O açude completa 30 anos em 2018. José Luis Oliveira trabalha como vigilante e anotador do reservatório. Diz que não tem feito registro além do zero “há uns três anos ou mais” para o controle hidrológico. A rotina dele é ao lado de um sangradouro que só funcionou uma vez na última década, em 2011, quando o Vieirão se encheu (21 milhões de m³). Depois, minguou-se.
Os poços são a alternativa para a sede municipal desde 2016. No relatório “Situação de Abastecimento das Sedes Municipais”, atualizado até 15 de março, os órgãos de gestão dos recursos hídricos do Ceará apontam que Boa Viagem é uma das 13 cidades em colapso atual ou com água só até 31 de março de 2018. “Talvez nem chegue a isso, até o final deste mês. Estamos à beira do caos”, admite o gerente administrativo do SAAE, Fábio Camurça. “O limite já acabou. A situação é calamitosa”, reforça o diretor da autarquia, Odécio Soares.
A cidade tem 54 mil habitantes (Censo de 2016). São 14.135 ligações de água entre zona urbana e rural, informa a SAAE. Porém, a torneira seca tem criado inadimplência à autarquia muito além do suportável. Das 6.795 ligações ainda ativas no município, 3.632 sem pagar a conta (53,4%, até o último dia 7). A conta chegando, a água não, os moradores foram pedindo desligamento do serviço. O SAAE, segundo Camurça, dá prejuízo ao cofre municipal desde outubro de 2015.

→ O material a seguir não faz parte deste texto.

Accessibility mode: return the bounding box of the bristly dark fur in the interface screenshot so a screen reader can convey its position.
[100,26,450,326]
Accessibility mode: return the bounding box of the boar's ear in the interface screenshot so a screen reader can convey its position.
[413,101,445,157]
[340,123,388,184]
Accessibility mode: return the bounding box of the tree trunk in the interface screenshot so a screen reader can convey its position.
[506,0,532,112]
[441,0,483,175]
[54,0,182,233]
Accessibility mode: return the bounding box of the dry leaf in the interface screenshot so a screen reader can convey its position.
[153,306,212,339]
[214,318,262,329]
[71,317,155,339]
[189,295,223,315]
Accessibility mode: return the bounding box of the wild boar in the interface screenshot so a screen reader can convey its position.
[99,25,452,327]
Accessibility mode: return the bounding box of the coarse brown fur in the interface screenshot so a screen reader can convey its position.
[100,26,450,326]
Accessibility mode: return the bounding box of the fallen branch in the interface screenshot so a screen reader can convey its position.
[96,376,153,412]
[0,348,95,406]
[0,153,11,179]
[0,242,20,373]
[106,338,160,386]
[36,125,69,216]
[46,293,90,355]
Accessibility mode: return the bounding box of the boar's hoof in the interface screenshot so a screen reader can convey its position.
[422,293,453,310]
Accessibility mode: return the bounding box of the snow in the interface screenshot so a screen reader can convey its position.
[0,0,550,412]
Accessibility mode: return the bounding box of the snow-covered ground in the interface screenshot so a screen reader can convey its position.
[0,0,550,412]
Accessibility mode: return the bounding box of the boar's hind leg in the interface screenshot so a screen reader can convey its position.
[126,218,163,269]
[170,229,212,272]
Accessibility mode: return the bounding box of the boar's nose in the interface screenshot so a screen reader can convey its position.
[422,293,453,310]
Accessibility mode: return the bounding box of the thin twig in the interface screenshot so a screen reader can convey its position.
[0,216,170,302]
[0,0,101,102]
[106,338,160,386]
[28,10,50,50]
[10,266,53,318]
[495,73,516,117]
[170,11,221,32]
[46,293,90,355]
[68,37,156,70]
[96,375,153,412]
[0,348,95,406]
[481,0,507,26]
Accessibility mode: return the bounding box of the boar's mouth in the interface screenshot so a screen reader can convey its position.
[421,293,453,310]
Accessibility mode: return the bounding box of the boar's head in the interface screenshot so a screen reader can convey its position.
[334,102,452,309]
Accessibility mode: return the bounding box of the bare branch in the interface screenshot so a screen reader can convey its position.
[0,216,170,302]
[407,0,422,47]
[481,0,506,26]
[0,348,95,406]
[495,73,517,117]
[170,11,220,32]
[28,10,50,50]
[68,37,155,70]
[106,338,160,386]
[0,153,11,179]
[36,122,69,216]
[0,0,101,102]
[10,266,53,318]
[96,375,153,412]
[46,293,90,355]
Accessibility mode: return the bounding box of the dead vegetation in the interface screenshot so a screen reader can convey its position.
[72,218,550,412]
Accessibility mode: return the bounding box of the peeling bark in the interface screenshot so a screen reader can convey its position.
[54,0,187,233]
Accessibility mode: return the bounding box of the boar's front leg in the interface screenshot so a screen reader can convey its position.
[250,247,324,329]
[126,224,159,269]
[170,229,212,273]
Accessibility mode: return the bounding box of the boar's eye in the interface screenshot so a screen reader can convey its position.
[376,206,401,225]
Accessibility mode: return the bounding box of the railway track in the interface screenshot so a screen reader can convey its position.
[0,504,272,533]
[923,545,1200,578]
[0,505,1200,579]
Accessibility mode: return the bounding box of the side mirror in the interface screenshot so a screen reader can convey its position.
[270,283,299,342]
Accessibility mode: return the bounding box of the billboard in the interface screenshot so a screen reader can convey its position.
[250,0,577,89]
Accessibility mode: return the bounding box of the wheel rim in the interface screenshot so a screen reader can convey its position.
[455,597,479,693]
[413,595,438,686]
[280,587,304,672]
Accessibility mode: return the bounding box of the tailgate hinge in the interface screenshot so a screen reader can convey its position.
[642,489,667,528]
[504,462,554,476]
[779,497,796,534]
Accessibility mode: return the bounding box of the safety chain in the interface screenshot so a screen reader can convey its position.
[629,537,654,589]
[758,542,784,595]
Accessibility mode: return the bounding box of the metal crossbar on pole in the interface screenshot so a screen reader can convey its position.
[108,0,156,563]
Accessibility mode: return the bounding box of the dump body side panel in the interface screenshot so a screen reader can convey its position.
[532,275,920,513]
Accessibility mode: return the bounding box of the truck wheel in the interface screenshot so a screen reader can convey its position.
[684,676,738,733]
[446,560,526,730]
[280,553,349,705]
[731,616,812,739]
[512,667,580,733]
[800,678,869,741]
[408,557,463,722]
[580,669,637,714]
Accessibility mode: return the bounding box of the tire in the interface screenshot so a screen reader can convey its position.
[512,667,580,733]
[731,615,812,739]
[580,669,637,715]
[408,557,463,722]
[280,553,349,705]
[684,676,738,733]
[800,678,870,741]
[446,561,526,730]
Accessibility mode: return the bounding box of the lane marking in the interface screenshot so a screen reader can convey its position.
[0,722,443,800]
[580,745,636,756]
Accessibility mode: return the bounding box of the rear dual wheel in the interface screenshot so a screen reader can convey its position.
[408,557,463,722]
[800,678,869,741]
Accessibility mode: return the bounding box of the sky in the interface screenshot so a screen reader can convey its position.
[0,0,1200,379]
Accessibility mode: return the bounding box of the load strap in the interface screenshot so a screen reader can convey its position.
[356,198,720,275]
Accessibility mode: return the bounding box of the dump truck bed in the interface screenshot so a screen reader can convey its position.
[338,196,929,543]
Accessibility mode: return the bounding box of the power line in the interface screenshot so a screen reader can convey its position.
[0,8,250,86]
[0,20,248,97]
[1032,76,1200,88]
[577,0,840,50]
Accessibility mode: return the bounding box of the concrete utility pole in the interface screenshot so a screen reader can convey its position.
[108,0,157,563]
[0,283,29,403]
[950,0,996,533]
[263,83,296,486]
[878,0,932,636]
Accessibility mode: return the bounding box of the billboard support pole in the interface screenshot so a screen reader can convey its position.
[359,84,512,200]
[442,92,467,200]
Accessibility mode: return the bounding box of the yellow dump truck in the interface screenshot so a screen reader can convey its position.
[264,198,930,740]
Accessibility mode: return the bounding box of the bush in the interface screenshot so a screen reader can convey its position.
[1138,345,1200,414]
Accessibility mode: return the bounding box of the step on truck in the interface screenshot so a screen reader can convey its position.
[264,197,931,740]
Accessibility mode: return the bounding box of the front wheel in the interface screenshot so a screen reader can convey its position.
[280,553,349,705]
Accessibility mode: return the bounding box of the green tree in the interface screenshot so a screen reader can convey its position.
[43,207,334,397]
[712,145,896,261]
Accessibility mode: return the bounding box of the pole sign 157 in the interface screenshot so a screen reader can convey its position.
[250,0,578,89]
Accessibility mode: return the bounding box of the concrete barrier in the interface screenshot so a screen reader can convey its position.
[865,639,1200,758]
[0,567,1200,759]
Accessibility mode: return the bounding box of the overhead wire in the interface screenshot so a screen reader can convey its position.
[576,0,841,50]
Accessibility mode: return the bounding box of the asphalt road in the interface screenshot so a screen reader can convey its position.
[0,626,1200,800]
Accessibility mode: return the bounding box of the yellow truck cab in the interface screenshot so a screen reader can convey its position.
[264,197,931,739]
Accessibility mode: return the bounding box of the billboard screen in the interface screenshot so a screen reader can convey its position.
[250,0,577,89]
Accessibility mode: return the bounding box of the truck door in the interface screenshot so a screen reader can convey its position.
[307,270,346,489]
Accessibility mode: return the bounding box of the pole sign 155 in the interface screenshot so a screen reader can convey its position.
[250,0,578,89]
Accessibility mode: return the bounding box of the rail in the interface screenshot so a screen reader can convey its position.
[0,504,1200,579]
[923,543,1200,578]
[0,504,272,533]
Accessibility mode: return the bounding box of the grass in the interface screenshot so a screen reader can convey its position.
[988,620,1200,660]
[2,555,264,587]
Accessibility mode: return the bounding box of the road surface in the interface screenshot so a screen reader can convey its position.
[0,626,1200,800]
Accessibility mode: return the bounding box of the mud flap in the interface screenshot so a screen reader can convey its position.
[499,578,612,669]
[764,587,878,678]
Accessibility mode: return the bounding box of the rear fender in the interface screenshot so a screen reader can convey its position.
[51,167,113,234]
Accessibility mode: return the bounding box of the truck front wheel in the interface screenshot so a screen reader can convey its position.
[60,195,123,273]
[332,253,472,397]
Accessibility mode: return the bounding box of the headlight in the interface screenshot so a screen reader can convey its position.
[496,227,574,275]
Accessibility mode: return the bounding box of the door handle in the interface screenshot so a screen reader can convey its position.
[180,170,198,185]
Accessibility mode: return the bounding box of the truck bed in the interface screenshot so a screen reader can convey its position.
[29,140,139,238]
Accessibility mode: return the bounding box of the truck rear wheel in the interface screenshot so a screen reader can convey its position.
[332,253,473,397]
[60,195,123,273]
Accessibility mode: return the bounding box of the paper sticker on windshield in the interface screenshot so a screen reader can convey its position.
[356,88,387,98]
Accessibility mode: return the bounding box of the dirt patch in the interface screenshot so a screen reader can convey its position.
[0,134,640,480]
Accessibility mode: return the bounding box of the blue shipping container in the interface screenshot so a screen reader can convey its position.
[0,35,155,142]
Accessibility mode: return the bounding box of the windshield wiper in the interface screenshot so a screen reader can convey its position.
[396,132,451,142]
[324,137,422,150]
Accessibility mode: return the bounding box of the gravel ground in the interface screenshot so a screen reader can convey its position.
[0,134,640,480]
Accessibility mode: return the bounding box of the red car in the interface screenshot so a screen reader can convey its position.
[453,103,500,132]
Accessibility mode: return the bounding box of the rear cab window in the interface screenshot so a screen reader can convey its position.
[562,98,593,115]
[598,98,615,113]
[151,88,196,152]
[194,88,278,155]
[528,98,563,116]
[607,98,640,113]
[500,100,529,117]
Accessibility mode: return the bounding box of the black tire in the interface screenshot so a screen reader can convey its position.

Ele descreve a cronologia da crise hídrica de Boa Viagem: “O racionamento começou em maio de 2013, em dias alternados. Foi melhorando, piorando. Em 2016, passou a ser uma vez por semana. Houve melhora em outubro daquele ano, voltou para dia sim, dia não. Reativou para uma vez por semana no começo de 2017. Mudou para cada 15 dias até novembro de 2017. Passou a ser 20, depois 25, agora água é a cada 30 dias”. Poços que deveriam ter água por 60 dias já não conseguem bancar mais que 20 dias.